You have made history. Congratulations.

The holy oil drips slowly down his face and his chest, pooling in his hands. Under the lights, the glistening liquid is warm and, he swears, _glowing_.

To his left and right, the others — the Princes and Dukes and Marquesses, and the whole motley lot — look on in awe and jealously. All in cue, they lift up their coronets and chant.

From somewhere in the wings above, hidden in shadows, beseeches a voice, loud and clear:

_Stand firm, and hold fast from henceforth the place which is now your hereditary right, committed to you by Him, the king of kings and lord of lords_.2

He shudders because those words seem like a warning just as much as they are an adulation.

Then it’s over; Yuzuru is anointed and crowned. He hopes he looks dignified in this moment, but he knows he’s dripping with sweat, his hair matted and ugly. He surveys the crowd and thinks: This is your King. Your indisputable and absolute King.

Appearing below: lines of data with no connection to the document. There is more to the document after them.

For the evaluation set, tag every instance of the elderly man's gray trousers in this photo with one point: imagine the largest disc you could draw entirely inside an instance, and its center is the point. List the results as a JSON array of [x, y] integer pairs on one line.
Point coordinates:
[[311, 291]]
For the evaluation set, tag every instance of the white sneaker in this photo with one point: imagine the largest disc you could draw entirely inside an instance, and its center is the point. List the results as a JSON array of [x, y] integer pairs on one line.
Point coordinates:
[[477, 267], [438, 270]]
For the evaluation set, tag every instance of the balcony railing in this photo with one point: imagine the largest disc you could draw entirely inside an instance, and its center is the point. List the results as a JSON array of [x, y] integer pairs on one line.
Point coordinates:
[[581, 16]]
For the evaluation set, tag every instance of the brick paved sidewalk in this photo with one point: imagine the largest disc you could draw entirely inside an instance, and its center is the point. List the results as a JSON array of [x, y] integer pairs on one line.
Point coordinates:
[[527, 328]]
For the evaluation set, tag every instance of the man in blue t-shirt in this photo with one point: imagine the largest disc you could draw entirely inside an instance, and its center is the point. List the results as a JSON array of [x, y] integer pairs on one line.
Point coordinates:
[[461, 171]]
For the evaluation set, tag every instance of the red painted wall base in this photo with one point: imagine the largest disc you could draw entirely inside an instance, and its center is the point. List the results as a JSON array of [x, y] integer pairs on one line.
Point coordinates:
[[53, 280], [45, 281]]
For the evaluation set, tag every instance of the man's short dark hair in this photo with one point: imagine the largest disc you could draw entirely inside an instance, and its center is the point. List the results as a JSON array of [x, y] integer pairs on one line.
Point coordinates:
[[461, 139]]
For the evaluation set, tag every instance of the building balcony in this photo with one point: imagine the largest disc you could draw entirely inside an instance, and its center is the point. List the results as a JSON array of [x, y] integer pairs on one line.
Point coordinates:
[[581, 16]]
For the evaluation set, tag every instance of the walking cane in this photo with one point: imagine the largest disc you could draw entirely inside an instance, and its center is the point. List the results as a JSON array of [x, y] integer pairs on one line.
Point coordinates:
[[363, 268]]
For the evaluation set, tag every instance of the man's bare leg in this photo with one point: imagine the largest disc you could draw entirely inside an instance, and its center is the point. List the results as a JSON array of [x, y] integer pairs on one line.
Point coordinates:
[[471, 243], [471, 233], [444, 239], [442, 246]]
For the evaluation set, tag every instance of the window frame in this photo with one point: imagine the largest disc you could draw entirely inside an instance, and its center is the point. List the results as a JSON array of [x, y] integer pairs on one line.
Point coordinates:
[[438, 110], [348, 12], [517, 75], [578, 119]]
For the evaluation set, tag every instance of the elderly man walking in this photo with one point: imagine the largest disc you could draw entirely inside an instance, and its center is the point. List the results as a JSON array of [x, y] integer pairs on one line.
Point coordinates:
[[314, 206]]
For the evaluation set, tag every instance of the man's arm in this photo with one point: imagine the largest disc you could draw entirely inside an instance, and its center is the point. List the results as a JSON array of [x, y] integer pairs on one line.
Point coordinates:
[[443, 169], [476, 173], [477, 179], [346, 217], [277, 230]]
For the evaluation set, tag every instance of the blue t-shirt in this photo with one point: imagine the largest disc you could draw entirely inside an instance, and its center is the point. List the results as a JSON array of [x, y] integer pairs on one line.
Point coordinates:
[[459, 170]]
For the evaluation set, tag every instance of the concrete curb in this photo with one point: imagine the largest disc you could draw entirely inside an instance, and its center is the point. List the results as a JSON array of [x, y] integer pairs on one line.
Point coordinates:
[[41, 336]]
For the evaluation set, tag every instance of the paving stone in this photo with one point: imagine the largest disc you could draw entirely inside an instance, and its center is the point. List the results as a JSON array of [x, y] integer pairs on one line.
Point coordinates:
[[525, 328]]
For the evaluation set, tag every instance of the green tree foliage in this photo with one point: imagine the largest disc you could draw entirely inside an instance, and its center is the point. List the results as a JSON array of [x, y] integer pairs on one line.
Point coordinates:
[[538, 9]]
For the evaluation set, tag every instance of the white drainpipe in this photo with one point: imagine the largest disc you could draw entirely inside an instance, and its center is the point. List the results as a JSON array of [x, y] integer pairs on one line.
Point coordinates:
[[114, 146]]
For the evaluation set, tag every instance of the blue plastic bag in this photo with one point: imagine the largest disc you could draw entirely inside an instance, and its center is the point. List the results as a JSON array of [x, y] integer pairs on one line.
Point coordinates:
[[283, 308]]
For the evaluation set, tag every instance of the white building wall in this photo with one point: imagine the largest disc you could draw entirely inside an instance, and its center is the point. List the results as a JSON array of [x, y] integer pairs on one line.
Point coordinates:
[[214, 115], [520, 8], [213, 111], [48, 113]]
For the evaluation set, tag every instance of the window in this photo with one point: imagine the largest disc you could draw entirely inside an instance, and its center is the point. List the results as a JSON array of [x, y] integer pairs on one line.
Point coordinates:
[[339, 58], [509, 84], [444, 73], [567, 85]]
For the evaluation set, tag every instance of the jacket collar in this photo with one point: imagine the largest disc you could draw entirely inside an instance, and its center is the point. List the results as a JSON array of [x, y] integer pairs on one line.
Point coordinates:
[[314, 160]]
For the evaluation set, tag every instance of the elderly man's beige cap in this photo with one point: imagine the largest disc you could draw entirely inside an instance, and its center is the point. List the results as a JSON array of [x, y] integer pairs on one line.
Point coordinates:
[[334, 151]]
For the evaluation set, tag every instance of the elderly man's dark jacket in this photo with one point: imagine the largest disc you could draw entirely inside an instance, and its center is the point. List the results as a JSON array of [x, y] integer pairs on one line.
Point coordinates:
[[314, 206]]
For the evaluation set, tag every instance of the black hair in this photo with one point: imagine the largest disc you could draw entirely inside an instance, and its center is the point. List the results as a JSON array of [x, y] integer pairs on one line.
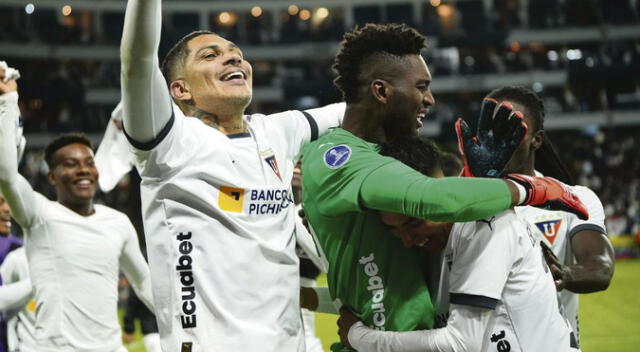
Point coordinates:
[[369, 46], [547, 159], [418, 153], [61, 142], [451, 164], [177, 55]]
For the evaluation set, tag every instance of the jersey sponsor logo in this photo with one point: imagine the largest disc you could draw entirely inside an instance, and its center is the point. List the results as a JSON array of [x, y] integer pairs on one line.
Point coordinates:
[[269, 201], [259, 201], [549, 229], [270, 158], [185, 272], [231, 199], [186, 347], [376, 288], [337, 156], [502, 345]]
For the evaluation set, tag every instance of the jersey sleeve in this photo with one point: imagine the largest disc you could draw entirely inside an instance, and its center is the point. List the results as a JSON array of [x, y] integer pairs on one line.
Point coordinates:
[[596, 213], [174, 146], [366, 180], [135, 268], [481, 259]]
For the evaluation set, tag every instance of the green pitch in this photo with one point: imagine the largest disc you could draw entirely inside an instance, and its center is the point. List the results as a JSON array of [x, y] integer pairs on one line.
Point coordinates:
[[609, 321]]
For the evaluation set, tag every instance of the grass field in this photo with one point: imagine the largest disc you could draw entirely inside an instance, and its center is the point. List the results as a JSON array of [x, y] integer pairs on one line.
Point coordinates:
[[609, 321]]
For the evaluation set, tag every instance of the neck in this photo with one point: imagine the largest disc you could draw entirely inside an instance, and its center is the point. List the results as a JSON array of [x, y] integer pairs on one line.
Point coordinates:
[[364, 122], [84, 209], [225, 123]]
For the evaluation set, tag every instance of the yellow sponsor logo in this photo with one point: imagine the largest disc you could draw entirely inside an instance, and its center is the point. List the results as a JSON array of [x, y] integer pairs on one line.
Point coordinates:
[[231, 199]]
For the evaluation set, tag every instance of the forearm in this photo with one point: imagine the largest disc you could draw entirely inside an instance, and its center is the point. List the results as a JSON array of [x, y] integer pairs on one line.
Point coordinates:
[[591, 276], [594, 265], [451, 199], [146, 100], [14, 187], [15, 295], [464, 332]]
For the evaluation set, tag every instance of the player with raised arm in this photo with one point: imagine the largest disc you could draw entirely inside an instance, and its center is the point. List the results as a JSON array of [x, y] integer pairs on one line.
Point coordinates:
[[17, 301], [495, 291], [75, 248], [580, 254], [217, 206], [385, 83]]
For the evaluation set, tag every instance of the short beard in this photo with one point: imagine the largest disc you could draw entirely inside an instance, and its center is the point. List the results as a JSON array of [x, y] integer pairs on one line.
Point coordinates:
[[208, 118]]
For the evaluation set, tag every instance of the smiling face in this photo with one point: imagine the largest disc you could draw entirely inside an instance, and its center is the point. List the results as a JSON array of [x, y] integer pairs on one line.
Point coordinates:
[[410, 99], [74, 174], [5, 217], [215, 77]]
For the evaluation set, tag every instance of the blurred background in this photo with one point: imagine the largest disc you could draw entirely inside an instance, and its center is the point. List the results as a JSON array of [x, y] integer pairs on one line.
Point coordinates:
[[581, 56]]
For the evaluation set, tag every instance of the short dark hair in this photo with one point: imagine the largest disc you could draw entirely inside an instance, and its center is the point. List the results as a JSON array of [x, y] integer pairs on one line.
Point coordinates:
[[451, 164], [373, 42], [418, 153], [547, 159], [61, 142], [177, 55]]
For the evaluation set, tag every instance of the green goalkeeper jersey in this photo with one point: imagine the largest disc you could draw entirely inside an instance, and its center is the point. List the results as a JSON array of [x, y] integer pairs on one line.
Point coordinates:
[[346, 182]]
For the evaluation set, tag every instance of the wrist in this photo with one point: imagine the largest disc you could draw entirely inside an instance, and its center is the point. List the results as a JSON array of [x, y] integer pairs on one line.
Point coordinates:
[[356, 334], [10, 97]]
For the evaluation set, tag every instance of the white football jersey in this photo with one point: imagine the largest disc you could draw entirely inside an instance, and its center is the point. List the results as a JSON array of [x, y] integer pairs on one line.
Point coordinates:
[[557, 228], [497, 264], [74, 262], [21, 324], [220, 228]]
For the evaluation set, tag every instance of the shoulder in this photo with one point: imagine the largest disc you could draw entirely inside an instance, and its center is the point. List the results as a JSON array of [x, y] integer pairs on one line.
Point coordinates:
[[587, 196], [106, 212]]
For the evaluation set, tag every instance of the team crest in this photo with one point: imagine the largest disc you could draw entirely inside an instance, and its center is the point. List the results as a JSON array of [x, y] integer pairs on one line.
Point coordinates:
[[270, 158], [337, 156], [549, 229]]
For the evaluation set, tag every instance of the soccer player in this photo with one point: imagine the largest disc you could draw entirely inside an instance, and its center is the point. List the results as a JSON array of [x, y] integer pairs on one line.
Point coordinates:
[[385, 83], [217, 206], [583, 260], [75, 247], [495, 288], [17, 301]]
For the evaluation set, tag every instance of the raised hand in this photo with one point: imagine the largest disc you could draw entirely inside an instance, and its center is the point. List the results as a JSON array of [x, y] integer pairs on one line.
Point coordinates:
[[498, 136]]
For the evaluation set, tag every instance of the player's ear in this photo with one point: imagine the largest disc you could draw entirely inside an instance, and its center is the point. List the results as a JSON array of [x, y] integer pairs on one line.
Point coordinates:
[[537, 140], [51, 178], [381, 90], [179, 90]]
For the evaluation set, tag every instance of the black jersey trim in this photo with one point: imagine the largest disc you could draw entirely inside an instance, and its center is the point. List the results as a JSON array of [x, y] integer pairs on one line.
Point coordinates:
[[239, 135], [146, 146], [313, 125], [473, 300], [582, 227]]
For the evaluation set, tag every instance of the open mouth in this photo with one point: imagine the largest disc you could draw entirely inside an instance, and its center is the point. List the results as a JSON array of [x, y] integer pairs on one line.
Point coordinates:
[[419, 118], [83, 183], [234, 76]]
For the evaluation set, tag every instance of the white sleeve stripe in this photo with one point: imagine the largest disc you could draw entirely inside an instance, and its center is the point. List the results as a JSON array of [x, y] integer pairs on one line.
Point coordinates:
[[313, 125], [146, 146], [473, 300], [582, 227]]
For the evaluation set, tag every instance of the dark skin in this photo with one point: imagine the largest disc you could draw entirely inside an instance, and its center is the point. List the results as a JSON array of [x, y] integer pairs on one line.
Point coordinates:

Later, it’s a joke when Javi kneels down on the floor of the green room, but he can hear the words regardless: _…I do become your liegeman of life, and limb, and earthly worship…_

Fealty ought to feel triumphant. Instead, he’s only reminded of the caprice of public opinion, the shadow which looms behind him — his own liegeman — and what will happen should he fall short.

… _And faith and truth I will bear unto you._ 3

With that, Yuzuru is transformed. He is become divine: the will of the heavens made flesh and blood.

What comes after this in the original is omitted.